En ces jours-là, s’étant levée, Marie se mit en route en hâte vers une ville de la montagne de Judée. Elle entra dans la maison de Zacharie et salua Elisabeth. Et il arriva, quand Elisabeth entendit la salutation de Marie, que l’enfant (1) bondit dans son ventre. Alors, Elisabeth fut remplie de l’Esprit Saint, et elle éleva la voix d’un grand cri et dit : « Tu es la plus bénie (2) de toutes les femmes, et le fruit de ton ventre est béni. Et d’où me vient que la mère de mon Seigneur vienne jusqu’à moi (3) ? Car, lorsque j’ai entendu tes paroles de salutation, l’enfant a bondi d’allégresse (4) dans mon ventre. Heureuse celle qui a cru (5) à l’accomplissement des paroles qui lui furent dites de la part du Seigneur. » Marie dit alors (6) : « Mon âme exalte la grandeur du Seigneur, mon esprit exalte d’allégresse à cause de Dieu mon Sauveur. Il s’est penché sur son humble servante (7), désormais tous les âges me diront bienheureuse. Le Puissant fit pour moi de grandes choses. Saint est son nom ! Sa miséricorde s’étend d’âge en âge sur ceux qui le craignent. Il jette à bas des trônes les souverains. Déployant la force de son bras, il disperse les orgueilleux par la pensée et le cœur. Il jette à bas des trônes les puissants et élève les humbles. Il comble de biens les affamés, renvoie les riches les mains vides. Il est venu en aide en faveur d’Israël son serviteur, en souvenir de sa bonté, de la promesse faite à nos pères, en faveur d’Abraham et de sa race à jamais. » 

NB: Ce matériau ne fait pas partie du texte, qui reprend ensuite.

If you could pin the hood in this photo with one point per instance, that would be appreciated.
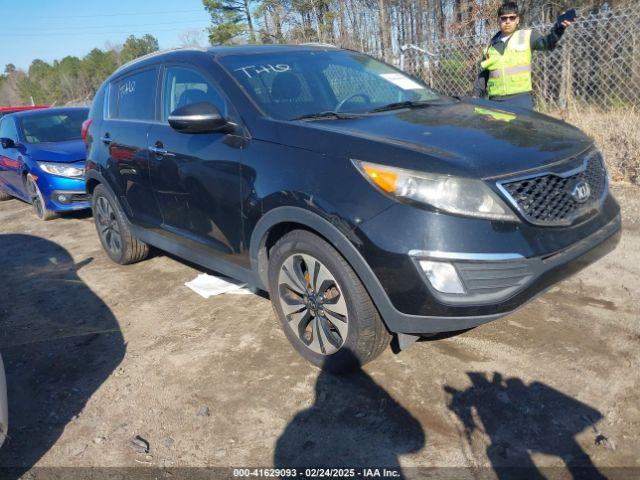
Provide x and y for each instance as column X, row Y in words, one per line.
column 479, row 139
column 64, row 152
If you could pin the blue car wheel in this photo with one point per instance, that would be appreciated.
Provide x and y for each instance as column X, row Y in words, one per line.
column 37, row 200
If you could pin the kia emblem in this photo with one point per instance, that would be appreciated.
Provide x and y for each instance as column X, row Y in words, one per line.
column 581, row 192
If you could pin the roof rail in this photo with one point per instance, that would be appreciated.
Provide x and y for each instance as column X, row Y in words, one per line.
column 153, row 54
column 319, row 44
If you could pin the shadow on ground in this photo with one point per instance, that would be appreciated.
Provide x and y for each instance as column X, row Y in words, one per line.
column 522, row 419
column 353, row 423
column 59, row 342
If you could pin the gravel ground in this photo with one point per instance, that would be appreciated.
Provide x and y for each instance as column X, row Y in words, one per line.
column 97, row 354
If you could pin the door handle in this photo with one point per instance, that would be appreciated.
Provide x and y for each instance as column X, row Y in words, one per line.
column 158, row 150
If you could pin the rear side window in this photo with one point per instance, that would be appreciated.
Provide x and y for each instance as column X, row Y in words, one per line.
column 134, row 97
column 183, row 86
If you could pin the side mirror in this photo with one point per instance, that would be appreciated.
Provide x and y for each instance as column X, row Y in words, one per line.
column 202, row 117
column 7, row 143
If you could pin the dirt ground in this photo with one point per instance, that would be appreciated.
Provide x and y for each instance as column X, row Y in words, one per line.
column 97, row 353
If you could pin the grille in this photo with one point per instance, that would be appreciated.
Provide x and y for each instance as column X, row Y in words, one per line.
column 551, row 199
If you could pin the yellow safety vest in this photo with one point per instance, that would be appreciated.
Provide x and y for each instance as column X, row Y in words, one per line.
column 509, row 73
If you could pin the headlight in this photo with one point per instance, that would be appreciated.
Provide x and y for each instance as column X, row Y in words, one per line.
column 461, row 196
column 63, row 169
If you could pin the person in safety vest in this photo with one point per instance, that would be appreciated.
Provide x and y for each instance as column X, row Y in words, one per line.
column 505, row 74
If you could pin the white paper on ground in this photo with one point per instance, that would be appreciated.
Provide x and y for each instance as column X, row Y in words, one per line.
column 208, row 286
column 400, row 80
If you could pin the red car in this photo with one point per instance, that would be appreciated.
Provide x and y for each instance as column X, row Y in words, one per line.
column 6, row 110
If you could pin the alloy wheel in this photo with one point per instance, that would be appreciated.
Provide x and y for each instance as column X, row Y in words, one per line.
column 313, row 303
column 108, row 225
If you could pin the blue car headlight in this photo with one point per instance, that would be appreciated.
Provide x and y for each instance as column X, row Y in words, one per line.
column 68, row 170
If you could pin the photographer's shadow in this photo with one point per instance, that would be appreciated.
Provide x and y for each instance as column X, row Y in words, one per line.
column 353, row 423
column 523, row 419
column 59, row 343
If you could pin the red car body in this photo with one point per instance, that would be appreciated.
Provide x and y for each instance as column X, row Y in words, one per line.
column 7, row 110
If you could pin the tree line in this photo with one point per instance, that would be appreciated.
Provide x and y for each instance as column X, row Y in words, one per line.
column 378, row 27
column 71, row 80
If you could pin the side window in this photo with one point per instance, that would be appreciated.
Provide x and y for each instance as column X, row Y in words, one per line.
column 8, row 129
column 183, row 86
column 134, row 97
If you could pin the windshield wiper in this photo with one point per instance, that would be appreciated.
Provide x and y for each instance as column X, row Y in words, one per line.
column 326, row 115
column 399, row 105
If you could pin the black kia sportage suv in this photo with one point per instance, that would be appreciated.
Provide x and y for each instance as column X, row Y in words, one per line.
column 364, row 202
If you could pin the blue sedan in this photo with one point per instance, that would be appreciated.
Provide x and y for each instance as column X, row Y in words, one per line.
column 42, row 159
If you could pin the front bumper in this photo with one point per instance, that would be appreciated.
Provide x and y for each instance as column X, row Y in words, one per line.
column 495, row 285
column 64, row 194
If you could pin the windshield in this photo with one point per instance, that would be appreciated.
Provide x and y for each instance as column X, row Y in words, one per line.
column 289, row 85
column 53, row 126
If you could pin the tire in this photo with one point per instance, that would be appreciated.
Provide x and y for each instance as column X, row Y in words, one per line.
column 113, row 229
column 37, row 201
column 327, row 298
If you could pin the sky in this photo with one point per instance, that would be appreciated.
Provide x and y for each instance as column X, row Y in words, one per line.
column 53, row 29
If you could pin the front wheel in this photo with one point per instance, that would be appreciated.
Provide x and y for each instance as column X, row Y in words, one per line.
column 113, row 230
column 325, row 311
column 37, row 201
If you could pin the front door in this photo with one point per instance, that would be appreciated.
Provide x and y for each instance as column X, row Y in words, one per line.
column 11, row 160
column 131, row 112
column 196, row 176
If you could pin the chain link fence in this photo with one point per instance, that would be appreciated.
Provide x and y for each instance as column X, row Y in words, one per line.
column 596, row 64
column 591, row 79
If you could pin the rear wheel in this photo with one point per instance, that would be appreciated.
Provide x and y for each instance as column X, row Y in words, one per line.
column 113, row 229
column 37, row 201
column 325, row 311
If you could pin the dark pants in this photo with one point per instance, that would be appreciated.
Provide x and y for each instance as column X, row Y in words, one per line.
column 522, row 100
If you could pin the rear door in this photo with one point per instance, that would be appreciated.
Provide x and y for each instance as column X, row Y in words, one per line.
column 130, row 112
column 196, row 177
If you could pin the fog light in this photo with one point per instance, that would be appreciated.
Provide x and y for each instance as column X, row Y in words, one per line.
column 443, row 276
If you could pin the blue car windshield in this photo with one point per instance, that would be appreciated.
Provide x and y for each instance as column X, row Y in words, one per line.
column 291, row 84
column 49, row 126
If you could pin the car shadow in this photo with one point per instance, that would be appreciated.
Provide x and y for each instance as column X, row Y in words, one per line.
column 59, row 343
column 522, row 419
column 353, row 423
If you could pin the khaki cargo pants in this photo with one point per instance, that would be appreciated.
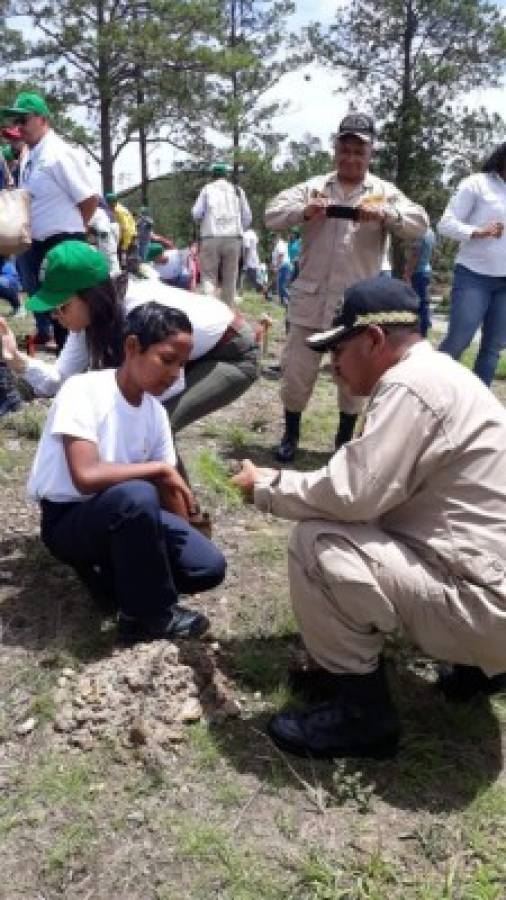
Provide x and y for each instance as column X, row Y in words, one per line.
column 352, row 584
column 299, row 371
column 224, row 250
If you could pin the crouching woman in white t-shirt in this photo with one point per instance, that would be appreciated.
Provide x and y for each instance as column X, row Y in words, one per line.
column 113, row 505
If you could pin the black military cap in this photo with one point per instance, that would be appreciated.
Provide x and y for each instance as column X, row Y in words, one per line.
column 375, row 301
column 359, row 124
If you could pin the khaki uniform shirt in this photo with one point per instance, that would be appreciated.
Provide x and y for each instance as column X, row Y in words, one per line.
column 337, row 253
column 429, row 468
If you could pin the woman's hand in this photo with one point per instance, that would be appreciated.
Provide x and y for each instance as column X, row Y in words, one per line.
column 493, row 229
column 175, row 495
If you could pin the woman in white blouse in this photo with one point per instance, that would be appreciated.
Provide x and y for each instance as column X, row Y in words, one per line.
column 476, row 217
column 222, row 366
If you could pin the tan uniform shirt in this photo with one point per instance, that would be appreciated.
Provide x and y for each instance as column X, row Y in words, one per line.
column 430, row 469
column 337, row 253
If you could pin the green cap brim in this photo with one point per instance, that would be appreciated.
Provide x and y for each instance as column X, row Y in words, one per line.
column 12, row 111
column 43, row 301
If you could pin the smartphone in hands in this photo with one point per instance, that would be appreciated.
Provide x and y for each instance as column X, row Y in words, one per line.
column 335, row 211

Marie demeura avec Elisabeth environ trois mois, puis elle s’en retourna chez elle.

(1) Jean Baptiste fait déjà œuvre de précurseur du Messie, signe que l’Esprit de Dieu imprègne pleinement la personne du Baptiste. Une fois encore, je dois beaucoup aux commentaires de Ph. Bacq dans « Luc, un évangile en pastorale ».

(2) Salutation inhabituelle et même unique. Jadis Dieu avait béni Abraham (Genèse 12, 2 – 3) et Isaac (Genèse 26, 23 – 24) en leur annonçant la naissance de leurs fils, mais c’étaient des hommes !  Ici, pour la première fois dans un texte biblique, Dieu accorde sa bénédiction à une femme !   

(3) C’est de fait la « mère du Sauveur » qui se déplace !

(4) Remarquons aussi la grande joie qui s’y exprime par le mot : ‘allégresse’ qui revient deux fois.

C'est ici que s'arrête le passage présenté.